Утренняя команда находилась на своих местах в дальнем конце помещения. Собранные и молчаливые, они, конечно, уже с головой ушли в работу, но, поскольку до следующего контрольного срока оставалось еще семьдесят пять минут, целая вечность, могли позволить себе небольшие вольности.
Андерс Шюман наблюдал эту сцену множество раз, но сейчас пытался сохранить ее в памяти.
Вполне возможно, что ему не суждено никогда больше ее увидеть.
Он вошел в свою комнату, поставил чашку с кофе на письменный стол, бросил рядом свежий номер газеты, вышедший из печатного станка всего полчаса назад.
Он всегда приходил на работу рано, в противном случае ему пришлось бы выбирать из двух зол: либо стоять в многокилометровых пробках на автостраде, ведущей из Наки, либо всю дорогу ехать по автобусной полосе, постоянно рискуя нарваться на штраф или предупреждение, а то и вообще лишиться водительского удостоверения.
Однако это утро не казалось ему столь же скучным, как обычно.
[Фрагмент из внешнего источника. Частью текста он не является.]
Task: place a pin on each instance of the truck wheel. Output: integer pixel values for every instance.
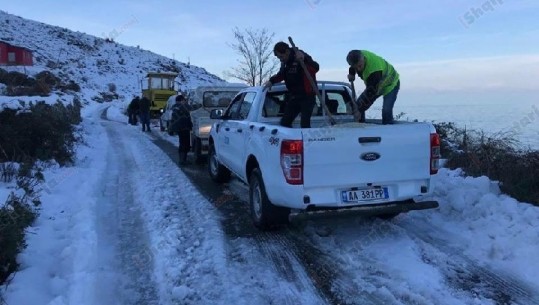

Воздух был пропитан электричеством, в отличие от почти всех других дней, и тому имелось объяснение.
Всегда легко просыпаться и идти на войну.
Мир гораздо банальнее.
Он опустился на свой стул, чувствуя необычайную легкость в спине и ногах, развернул газету и с интересом принялся читать.
Первая страница получилась отличной, ее украшала фотография печального Джона Эссекса, сделанная в его номере отеля в Берлине вчера вечером. Репортеру «Квельспрессен» Берит Хамрин икона поп-музыки рассказал о своей дружбе с убитой телезвездой Мишель Карлссон, о том, что случилось в роковую ночь, и как он пережил допрос шведской полиции. Фантастика.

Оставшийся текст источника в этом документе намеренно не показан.